Can Transformers Learn $n$-gram Language Models?
Anej Svete, Nadav Borenstein, Mike Zhou, Isabelle Augenstein, Ryan Cotterell
TL;DR
This work studies transformers’ ability to learn random n-gram LMs of two kinds: ones with arbitrary next-symbol probabilities and ones where those are defined with shared parameters, and finds that classic estimation techniques for n-gram LMs such as add-\lambda smoothing outperform transformers on the former, while transformers perform better on the latter.
Abstract
Much theoretical work has described the ability of transformers to represent formal languages.

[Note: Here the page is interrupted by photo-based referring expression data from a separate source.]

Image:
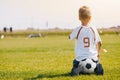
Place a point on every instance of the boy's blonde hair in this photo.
(84, 13)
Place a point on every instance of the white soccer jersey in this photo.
(87, 38)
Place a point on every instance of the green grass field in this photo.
(50, 58)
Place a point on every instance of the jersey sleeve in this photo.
(98, 39)
(73, 35)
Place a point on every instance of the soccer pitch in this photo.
(50, 58)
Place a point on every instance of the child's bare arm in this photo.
(99, 47)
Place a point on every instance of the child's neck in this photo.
(84, 24)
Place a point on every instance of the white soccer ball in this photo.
(88, 65)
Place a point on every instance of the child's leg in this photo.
(99, 69)
(76, 68)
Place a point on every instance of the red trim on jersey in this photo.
(79, 32)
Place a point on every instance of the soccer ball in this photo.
(88, 65)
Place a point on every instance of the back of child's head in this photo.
(84, 13)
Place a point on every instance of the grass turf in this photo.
(50, 58)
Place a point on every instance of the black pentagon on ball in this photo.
(88, 65)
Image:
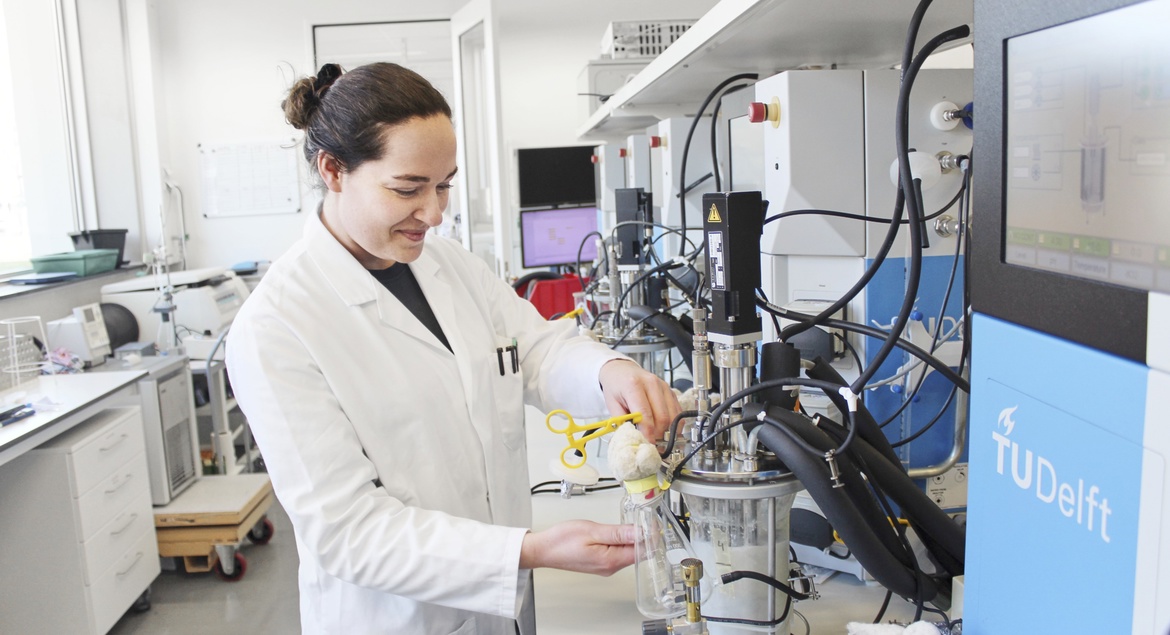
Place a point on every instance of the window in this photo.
(14, 246)
(40, 177)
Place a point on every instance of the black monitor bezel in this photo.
(1099, 315)
(539, 198)
(523, 256)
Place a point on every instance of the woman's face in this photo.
(382, 211)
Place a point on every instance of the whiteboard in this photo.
(245, 179)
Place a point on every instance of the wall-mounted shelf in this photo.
(765, 36)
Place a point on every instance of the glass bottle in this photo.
(660, 546)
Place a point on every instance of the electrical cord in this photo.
(537, 488)
(878, 333)
(580, 249)
(914, 200)
(959, 243)
(715, 118)
(690, 133)
(830, 388)
(885, 605)
(733, 575)
(850, 215)
(674, 430)
(901, 202)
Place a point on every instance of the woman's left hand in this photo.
(628, 388)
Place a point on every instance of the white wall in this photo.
(542, 53)
(226, 64)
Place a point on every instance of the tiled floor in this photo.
(263, 601)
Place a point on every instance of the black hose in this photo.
(813, 474)
(686, 146)
(534, 276)
(934, 524)
(669, 326)
(867, 427)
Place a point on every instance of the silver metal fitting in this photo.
(947, 161)
(947, 226)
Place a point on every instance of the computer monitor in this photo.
(1072, 167)
(551, 237)
(556, 177)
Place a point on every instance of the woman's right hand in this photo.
(579, 545)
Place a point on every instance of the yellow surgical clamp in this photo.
(599, 429)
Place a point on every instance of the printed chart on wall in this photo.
(246, 179)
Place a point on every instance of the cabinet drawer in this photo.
(121, 485)
(123, 581)
(108, 447)
(117, 536)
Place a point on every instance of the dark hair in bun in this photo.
(345, 114)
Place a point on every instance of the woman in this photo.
(384, 374)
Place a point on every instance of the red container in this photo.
(552, 296)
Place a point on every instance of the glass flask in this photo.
(659, 549)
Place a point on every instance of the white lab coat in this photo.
(401, 466)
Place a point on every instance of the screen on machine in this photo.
(1087, 147)
(552, 236)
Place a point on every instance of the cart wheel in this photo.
(262, 532)
(241, 566)
(142, 605)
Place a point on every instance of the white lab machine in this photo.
(169, 422)
(205, 301)
(83, 333)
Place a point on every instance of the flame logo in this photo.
(1005, 420)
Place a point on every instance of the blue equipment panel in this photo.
(1067, 487)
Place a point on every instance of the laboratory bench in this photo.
(78, 538)
(575, 604)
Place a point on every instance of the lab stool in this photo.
(205, 524)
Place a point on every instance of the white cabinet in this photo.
(75, 516)
(765, 36)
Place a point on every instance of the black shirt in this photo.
(399, 280)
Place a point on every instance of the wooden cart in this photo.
(205, 524)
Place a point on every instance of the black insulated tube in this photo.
(777, 360)
(813, 474)
(867, 427)
(669, 326)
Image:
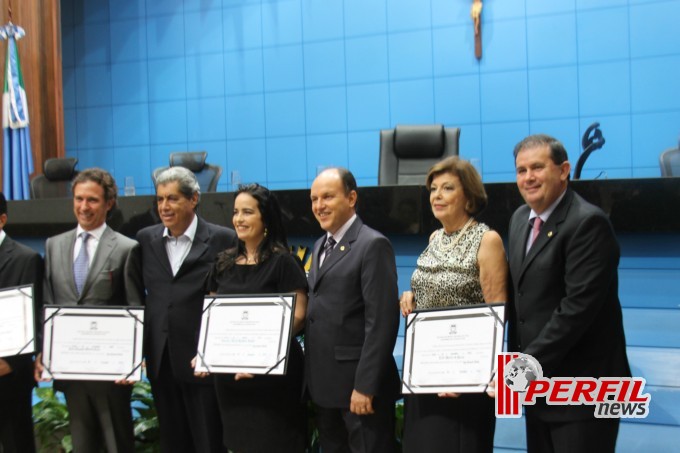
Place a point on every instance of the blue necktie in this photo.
(81, 264)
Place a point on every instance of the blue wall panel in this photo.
(544, 66)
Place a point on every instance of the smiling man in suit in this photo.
(19, 265)
(565, 309)
(93, 265)
(352, 323)
(177, 256)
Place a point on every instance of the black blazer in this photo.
(352, 319)
(565, 308)
(174, 304)
(20, 265)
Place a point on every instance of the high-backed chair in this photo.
(670, 162)
(408, 152)
(207, 174)
(55, 182)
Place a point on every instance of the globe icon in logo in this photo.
(521, 371)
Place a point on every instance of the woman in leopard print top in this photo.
(463, 264)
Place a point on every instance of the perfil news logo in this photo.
(520, 381)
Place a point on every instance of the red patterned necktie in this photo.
(538, 223)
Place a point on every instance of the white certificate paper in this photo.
(17, 321)
(246, 334)
(97, 344)
(453, 349)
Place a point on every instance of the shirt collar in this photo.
(342, 230)
(96, 233)
(190, 232)
(546, 214)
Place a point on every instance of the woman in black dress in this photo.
(262, 413)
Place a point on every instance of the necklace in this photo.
(448, 246)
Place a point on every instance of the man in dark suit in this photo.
(352, 323)
(565, 309)
(177, 256)
(100, 414)
(19, 265)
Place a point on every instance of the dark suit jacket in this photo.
(565, 308)
(20, 265)
(174, 304)
(352, 319)
(114, 277)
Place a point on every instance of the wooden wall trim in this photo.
(40, 53)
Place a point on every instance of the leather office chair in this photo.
(670, 162)
(207, 174)
(408, 152)
(55, 182)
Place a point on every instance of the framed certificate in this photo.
(452, 349)
(93, 343)
(246, 333)
(17, 321)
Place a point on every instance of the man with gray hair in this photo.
(176, 257)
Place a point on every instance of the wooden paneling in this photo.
(40, 54)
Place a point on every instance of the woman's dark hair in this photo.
(275, 236)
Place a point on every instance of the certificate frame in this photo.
(246, 333)
(452, 350)
(93, 343)
(17, 321)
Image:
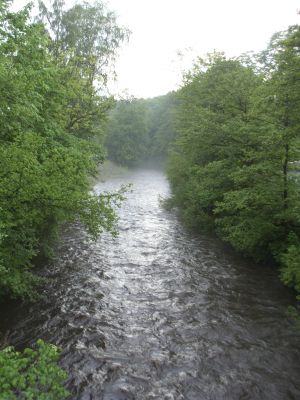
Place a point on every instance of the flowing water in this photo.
(162, 313)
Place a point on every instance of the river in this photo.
(162, 313)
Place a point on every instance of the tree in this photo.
(46, 162)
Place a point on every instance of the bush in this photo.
(32, 374)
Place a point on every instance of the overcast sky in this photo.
(149, 65)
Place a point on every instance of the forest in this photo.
(228, 137)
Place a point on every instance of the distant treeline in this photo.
(232, 142)
(140, 130)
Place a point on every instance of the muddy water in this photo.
(162, 313)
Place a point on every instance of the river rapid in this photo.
(162, 313)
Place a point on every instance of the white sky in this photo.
(149, 65)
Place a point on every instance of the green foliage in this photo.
(140, 130)
(32, 374)
(127, 139)
(52, 124)
(235, 160)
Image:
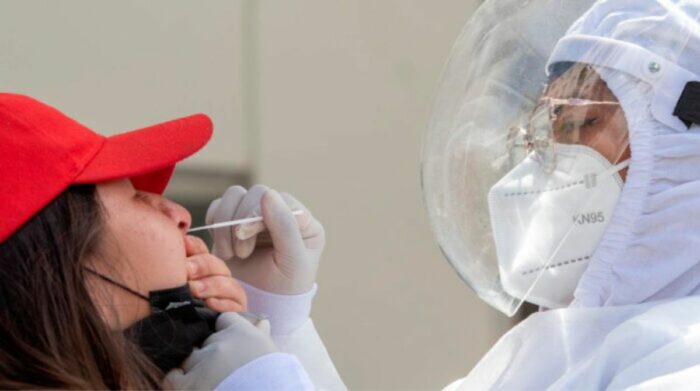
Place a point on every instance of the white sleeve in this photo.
(293, 332)
(276, 371)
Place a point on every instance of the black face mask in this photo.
(177, 324)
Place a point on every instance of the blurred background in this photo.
(327, 100)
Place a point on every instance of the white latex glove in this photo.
(290, 266)
(236, 342)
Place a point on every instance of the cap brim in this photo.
(148, 156)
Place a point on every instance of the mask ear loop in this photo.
(111, 281)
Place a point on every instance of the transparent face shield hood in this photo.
(524, 158)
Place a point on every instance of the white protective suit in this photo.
(635, 319)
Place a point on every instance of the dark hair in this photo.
(51, 333)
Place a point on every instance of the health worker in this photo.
(102, 287)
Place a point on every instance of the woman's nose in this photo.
(178, 214)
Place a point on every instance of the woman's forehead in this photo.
(580, 81)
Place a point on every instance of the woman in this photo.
(101, 287)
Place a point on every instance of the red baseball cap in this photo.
(43, 152)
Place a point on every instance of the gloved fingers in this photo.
(232, 320)
(247, 231)
(195, 246)
(177, 378)
(312, 231)
(224, 288)
(225, 211)
(283, 227)
(250, 202)
(264, 326)
(203, 265)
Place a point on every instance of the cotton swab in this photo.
(232, 223)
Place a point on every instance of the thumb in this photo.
(283, 227)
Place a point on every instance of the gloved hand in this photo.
(290, 266)
(236, 342)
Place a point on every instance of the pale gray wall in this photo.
(325, 99)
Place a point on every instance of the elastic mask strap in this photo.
(111, 281)
(616, 168)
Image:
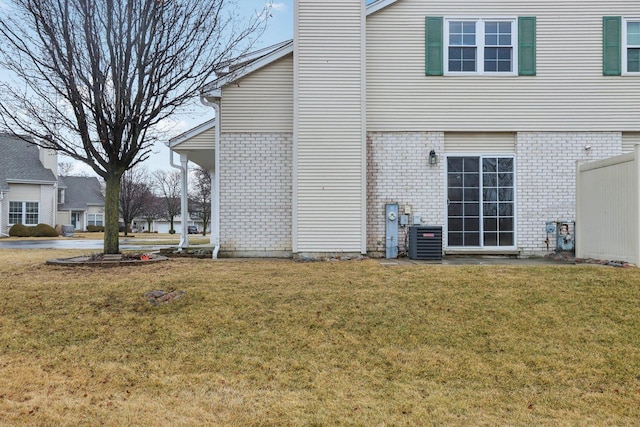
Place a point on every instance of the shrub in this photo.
(43, 230)
(19, 230)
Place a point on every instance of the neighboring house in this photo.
(80, 202)
(27, 184)
(163, 226)
(470, 115)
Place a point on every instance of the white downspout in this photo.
(1, 217)
(184, 236)
(215, 181)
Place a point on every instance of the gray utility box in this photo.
(425, 242)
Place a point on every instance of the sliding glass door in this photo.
(481, 201)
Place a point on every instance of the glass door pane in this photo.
(463, 177)
(481, 200)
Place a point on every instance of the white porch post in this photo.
(184, 198)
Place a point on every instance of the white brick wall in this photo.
(255, 192)
(546, 178)
(398, 171)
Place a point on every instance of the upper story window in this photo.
(27, 213)
(631, 51)
(481, 46)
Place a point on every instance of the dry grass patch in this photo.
(285, 343)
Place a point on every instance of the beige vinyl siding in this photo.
(569, 92)
(329, 142)
(261, 101)
(630, 140)
(484, 143)
(608, 209)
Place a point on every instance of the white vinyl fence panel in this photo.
(608, 209)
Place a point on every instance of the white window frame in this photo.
(626, 47)
(92, 219)
(24, 212)
(480, 46)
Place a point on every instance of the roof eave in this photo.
(213, 89)
(177, 140)
(30, 181)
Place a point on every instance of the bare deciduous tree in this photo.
(135, 194)
(167, 186)
(91, 79)
(65, 168)
(200, 197)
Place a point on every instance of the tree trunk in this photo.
(111, 223)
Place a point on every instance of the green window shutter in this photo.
(433, 45)
(527, 46)
(611, 45)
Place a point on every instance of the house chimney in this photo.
(329, 202)
(49, 159)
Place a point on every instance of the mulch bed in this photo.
(109, 260)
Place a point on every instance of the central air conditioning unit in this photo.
(425, 242)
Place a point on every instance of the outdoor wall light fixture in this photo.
(433, 158)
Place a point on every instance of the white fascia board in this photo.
(213, 89)
(377, 5)
(175, 141)
(30, 181)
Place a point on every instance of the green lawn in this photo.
(349, 343)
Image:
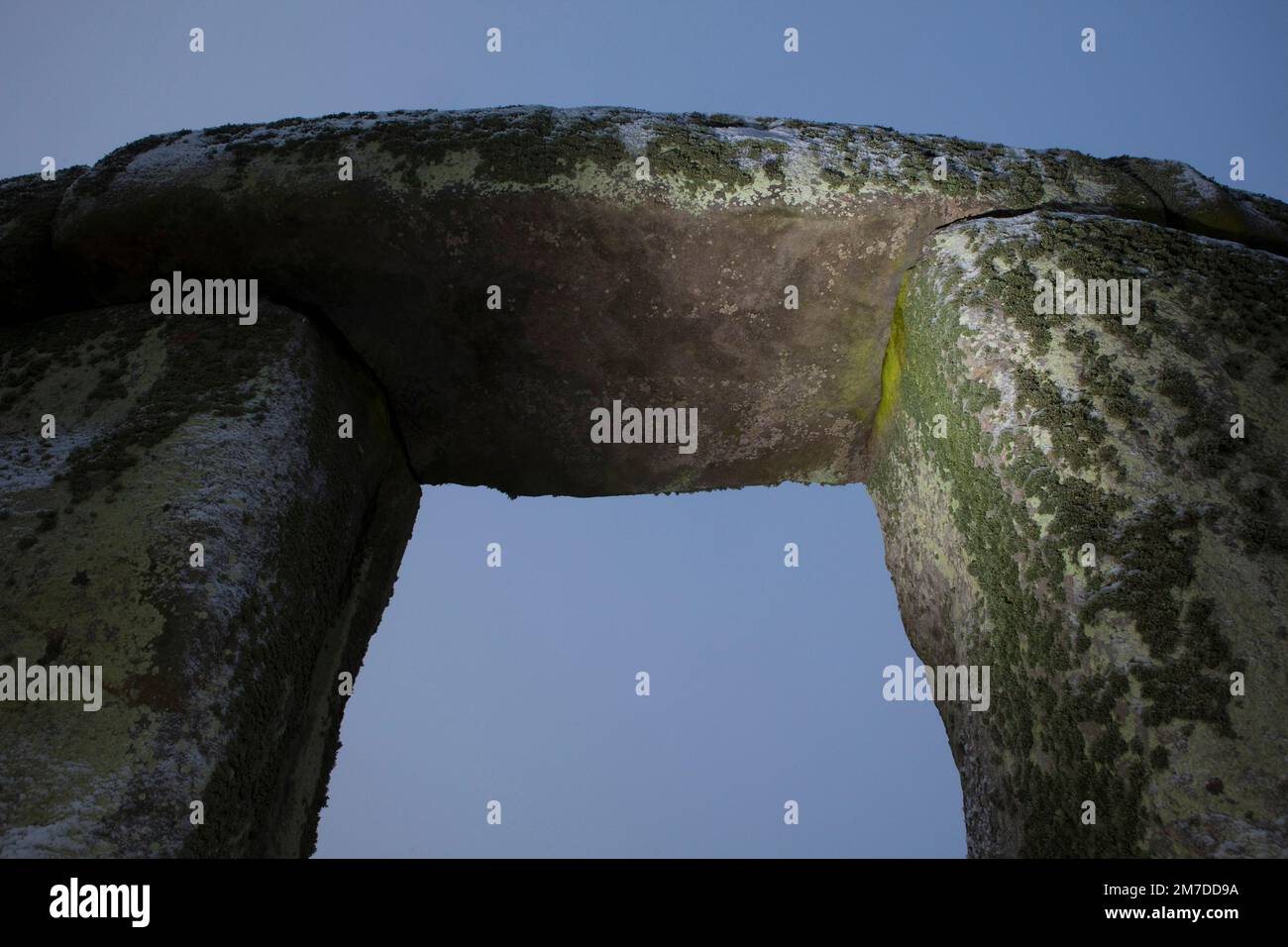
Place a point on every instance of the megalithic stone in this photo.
(997, 441)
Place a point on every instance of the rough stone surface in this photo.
(220, 682)
(1111, 684)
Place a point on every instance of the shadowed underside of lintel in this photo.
(832, 308)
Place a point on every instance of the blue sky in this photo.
(518, 684)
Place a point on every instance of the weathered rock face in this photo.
(219, 684)
(649, 260)
(1111, 681)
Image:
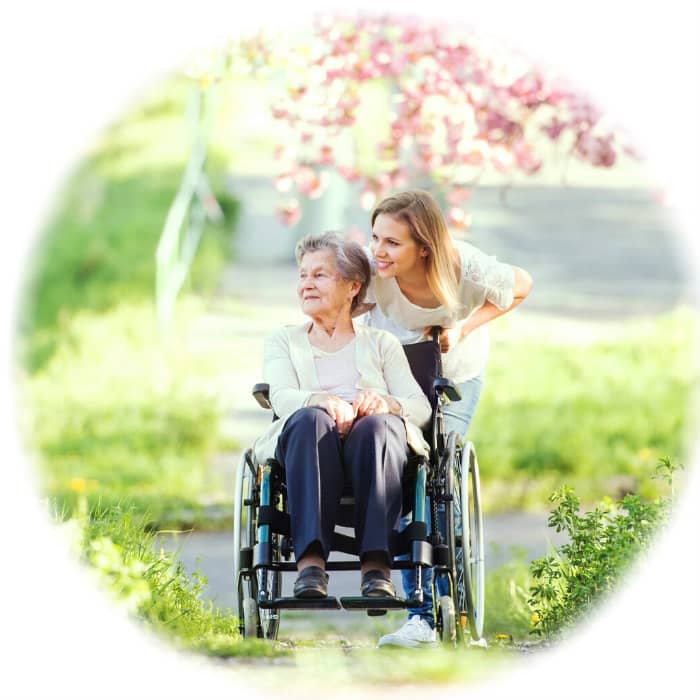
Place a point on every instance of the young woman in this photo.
(424, 278)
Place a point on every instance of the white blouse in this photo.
(482, 278)
(337, 371)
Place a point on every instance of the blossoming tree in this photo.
(444, 108)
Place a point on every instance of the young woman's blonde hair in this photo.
(421, 213)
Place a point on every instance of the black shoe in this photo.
(376, 585)
(312, 582)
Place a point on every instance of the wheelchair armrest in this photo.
(447, 387)
(261, 392)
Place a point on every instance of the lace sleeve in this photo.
(496, 278)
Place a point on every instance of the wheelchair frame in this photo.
(449, 478)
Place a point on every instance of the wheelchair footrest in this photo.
(327, 603)
(362, 603)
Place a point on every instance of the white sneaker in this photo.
(415, 633)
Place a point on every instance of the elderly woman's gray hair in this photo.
(350, 259)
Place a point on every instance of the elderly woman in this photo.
(349, 408)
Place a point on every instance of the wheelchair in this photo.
(448, 477)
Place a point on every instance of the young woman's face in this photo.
(321, 289)
(393, 248)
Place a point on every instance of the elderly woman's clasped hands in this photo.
(366, 403)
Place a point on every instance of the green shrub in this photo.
(603, 542)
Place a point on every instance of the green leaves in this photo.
(603, 542)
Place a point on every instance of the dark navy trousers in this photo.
(318, 462)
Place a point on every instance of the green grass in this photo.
(97, 248)
(594, 405)
(132, 417)
(152, 584)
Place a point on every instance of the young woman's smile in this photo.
(394, 250)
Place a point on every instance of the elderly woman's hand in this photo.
(340, 411)
(368, 402)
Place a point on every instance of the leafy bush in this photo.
(603, 543)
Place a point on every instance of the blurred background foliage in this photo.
(110, 400)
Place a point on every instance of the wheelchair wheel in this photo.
(253, 621)
(470, 549)
(451, 632)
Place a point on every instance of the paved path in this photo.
(506, 536)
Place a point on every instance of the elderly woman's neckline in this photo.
(330, 339)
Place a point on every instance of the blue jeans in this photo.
(458, 415)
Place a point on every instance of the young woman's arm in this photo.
(521, 288)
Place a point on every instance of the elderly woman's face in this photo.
(321, 289)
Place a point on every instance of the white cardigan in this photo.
(288, 367)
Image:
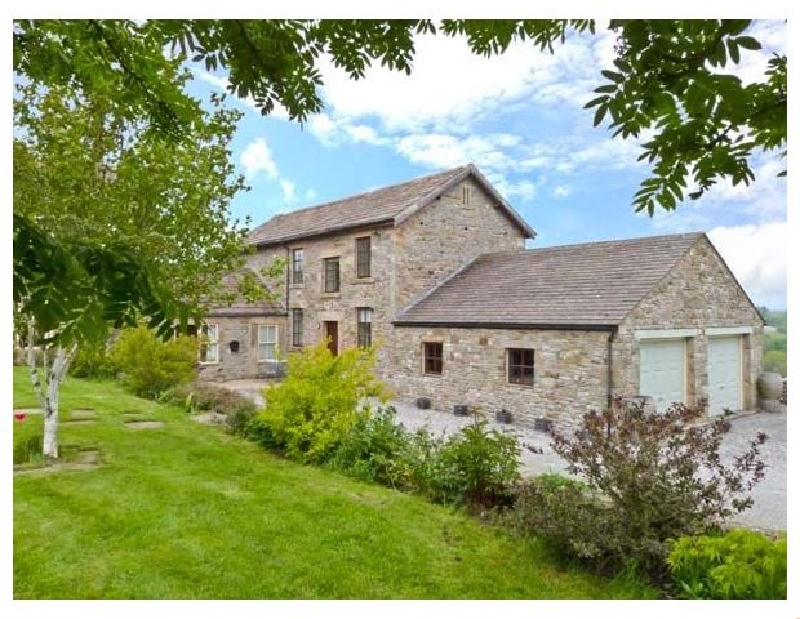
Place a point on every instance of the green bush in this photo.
(775, 361)
(308, 414)
(93, 361)
(476, 466)
(240, 416)
(376, 449)
(736, 565)
(150, 366)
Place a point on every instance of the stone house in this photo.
(435, 270)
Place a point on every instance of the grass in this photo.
(190, 512)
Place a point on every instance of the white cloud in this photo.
(288, 189)
(256, 157)
(757, 256)
(438, 96)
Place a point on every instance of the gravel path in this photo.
(768, 513)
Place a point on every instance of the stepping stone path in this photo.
(87, 459)
(144, 425)
(211, 419)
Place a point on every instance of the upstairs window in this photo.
(520, 366)
(363, 256)
(364, 331)
(297, 266)
(434, 352)
(331, 274)
(297, 327)
(209, 343)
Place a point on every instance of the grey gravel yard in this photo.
(768, 513)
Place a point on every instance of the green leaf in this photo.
(748, 43)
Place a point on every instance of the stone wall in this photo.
(242, 364)
(699, 293)
(446, 234)
(374, 291)
(570, 371)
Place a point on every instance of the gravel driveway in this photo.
(768, 513)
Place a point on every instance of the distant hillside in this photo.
(775, 343)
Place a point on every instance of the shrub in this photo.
(240, 416)
(376, 449)
(737, 565)
(308, 414)
(93, 361)
(149, 365)
(476, 466)
(649, 478)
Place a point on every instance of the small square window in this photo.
(297, 266)
(363, 256)
(364, 334)
(331, 274)
(434, 352)
(267, 342)
(297, 327)
(520, 366)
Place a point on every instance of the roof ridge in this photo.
(306, 209)
(675, 235)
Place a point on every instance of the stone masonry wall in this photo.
(445, 234)
(374, 291)
(699, 293)
(570, 371)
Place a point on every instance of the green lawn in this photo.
(190, 512)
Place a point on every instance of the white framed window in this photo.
(209, 344)
(267, 342)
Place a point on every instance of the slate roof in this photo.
(388, 205)
(589, 285)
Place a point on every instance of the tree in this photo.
(668, 77)
(128, 224)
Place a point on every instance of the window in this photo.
(331, 274)
(363, 256)
(297, 266)
(297, 327)
(433, 357)
(364, 335)
(209, 343)
(267, 342)
(520, 366)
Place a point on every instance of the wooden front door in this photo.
(332, 335)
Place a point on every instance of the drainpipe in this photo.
(286, 282)
(610, 377)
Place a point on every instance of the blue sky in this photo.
(519, 118)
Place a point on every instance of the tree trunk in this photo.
(56, 375)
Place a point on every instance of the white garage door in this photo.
(724, 374)
(662, 371)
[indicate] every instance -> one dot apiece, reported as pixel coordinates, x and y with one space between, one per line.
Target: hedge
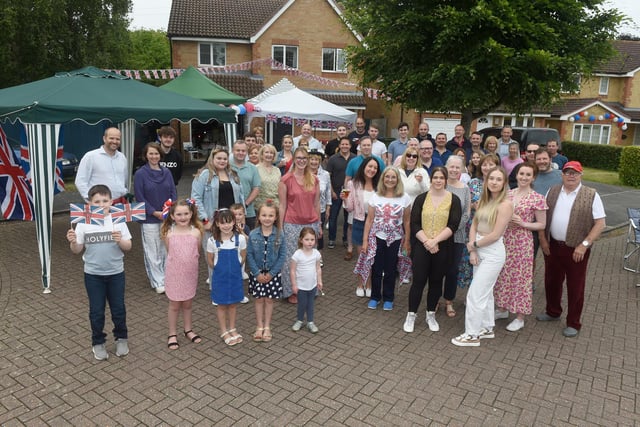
606 157
630 166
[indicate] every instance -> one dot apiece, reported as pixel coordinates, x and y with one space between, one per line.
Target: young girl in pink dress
182 234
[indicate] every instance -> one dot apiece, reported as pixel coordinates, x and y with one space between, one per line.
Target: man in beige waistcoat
575 220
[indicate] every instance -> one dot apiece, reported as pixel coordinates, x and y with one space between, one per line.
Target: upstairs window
333 60
595 134
287 55
604 86
213 54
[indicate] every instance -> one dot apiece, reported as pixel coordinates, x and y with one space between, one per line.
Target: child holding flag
103 242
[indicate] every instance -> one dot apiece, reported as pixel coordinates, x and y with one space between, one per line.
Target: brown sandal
449 309
266 335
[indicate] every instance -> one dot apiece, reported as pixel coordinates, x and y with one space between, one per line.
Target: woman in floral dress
513 289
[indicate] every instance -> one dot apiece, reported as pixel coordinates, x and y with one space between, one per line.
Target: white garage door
442 125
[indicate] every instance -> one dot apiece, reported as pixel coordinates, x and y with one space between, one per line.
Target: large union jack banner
125 212
16 201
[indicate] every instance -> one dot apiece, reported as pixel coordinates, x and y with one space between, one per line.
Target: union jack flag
286 120
26 163
86 214
272 118
16 201
125 212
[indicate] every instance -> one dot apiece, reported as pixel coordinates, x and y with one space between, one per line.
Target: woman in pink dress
513 289
182 233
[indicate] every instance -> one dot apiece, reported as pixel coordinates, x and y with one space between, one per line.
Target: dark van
524 135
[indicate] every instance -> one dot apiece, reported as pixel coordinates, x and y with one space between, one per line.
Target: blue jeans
386 261
306 304
101 289
336 208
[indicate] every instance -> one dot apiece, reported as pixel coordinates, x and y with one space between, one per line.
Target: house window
333 60
287 55
595 134
604 86
212 54
577 78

However, linking theoretical results to empirical performance is not straightforward due to the complex interplay between the architecture, the learning algorithm, and training data. To test whether theoretical lower bounds imply \emph{learnability} of formal languages, we turn to recent work relating transformers to $n$-gram language models (LMs). We study transformers' ability to learn random $n$-gram LMs of two kinds: ones with arbitrary next-symbol probabilities and ones where those are defined with shared parameters. We find that classic estimation techniques for $n$-gram LMs such as add-$λ$ smoothing outperform transformers on the former, while transformers perform better on the latter, outperforming methods specifically designed to learn $n$-gram LMs.